We somehow got to know a few of the rich Levantines in Cairo; I remember going to tea with one family and having a most lavish tea in a very palatial house.  There was a pretty daughter of the house who had a pet parrokeet which flew about freely and came when she called in and lit on her finger or her shoulder.  But I got the impression that those girls, in spite of all their money and their luxurious houses and lovely Parisian clothes, didn’t have a very interesting time.  They were sometimes invited to some of the biggest dances, but pretty and charming as they were, they never seemed to be enjoying it much or to have many partners.  Indeed one of our English friends was rather horrified at our seeing anything of them.  Those girls were most carefully chaperoned and perhaps they wouldn’t have been allowed to do the things that the rest of us did.  I don’t know, and I may have got it all wrong, but I had a feeling they felt left out, and that they really were left out.

I can’t quite remember when we left.  I think it was in May, but it may have been later.  I know we were there for Easter because I remember the Tenebrae service in Holy Week at one of the churches there. It was most impressive; I wish we still had it.
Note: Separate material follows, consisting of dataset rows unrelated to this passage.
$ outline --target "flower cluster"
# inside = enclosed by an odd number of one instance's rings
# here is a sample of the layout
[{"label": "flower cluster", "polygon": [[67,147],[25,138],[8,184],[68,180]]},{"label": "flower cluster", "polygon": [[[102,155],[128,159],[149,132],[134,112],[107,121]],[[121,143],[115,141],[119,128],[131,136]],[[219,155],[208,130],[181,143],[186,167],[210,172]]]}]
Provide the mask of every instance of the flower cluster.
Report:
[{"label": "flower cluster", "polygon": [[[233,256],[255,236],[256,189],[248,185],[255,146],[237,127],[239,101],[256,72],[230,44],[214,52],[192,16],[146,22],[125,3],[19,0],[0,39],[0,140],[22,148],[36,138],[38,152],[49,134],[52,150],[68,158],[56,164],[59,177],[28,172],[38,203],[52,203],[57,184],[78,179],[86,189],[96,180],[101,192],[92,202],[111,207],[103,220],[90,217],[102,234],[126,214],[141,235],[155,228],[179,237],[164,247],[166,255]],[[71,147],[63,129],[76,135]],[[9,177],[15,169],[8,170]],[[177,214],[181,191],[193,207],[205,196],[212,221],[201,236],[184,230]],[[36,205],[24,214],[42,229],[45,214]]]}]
One of the few things I still have, in addition to some faded snapshots, is an invitation from the Allenbys to a party in June, and I don’t suppose I should have kept it unless we’d gone to it, so perhaps we didn’t leave till the middle of June.  We crossed to Marseilles on a Messageries Maritimes ship; the Allfreys, that is, Mrs. Allfrey and Phyllis, were on board.  We ran into rough weather and most people were seasick, but I wasn’t.  Mrs. Allfrey felt fairly well next day and came to luncheon with me in the dining-saloon. She didn’t eat much, but she sat there, until I asked for a second helping of some particularly luscious pudding.

“No, Dorothy, I can’t stand it,” she said then.  “If you’re going to eat any more I’ll have to leave you.”  And she did.  Zora, I think, stayed in her cabin the whole time.  Phyllis Allfrey, whom I liked, but who had never been a really intimate friend, for some reason poured out her heart to me and then begged me to forget it all – which I have done as I can’t remember anything she said.

Phyllis’ mother was born Norah Church Meiggs (1877-1961); she married Herbert Cyrial Allfrey (1874-1935) in 1897. As noted above, their son Basil was born in 1989 and their daughter Phyllis in 1901.

Once at the races at Heliopolis I saw lots of Egyptians all hurrying to see something, and someone told me that a very fine Arab mare, which was known all over the Arab world, was there.  So of course I wanted to see her too, and the man who had told me took me.  She was of course small, like all Arabs, and brown in colour – brown, not bay or black – and she was being led round a big enclosure by -a groom. I couldn’t see anything exceptional about her but of course I don’t know anything about Arabs; the Egyptians were all gazing at her almost in adoration.  Incidentally I had always supposed that Arabs were terribly swift, but of course they are not; their great quality is their stamina – they can go on long after any other breed would have given up.  I rode a few of them; actually I can only remember one, but I think I rode others.  I found that one rather uncomfortable, with a short jog-trot that one couldn’t rise to, you just had to sit still and be jolted.

That year, in February, while we were in Egypt, Prince Nicholas [of Romania] gave a small dance in London, and Nicholas Mishu [not otherwise mentioned] wrote to Mr. Hansell [Prince Nicholas’ tutor] to ask him to invite me too, but of course I was away, and I’ve never seen him since Roumania, except once when Bunnie drove me down to see him at Eton, and we gave him luncheon or tea or something.  He wasn’t allowed to come in the car, I remember; we saw him in the street and would have picked him up but he explained that according to the rules he would have to walk.  It wasn’t so easy talking to him with Bunnie there.  Bunnie wasn’t very good with young people anyway.

I spent quite a lot of time in the museum in Cairo; I thought they had wonderful things then, but when I saw the Tutenkhamen treasures the last time I was in Cairo, in 1960, the other things looked very shabby beside them.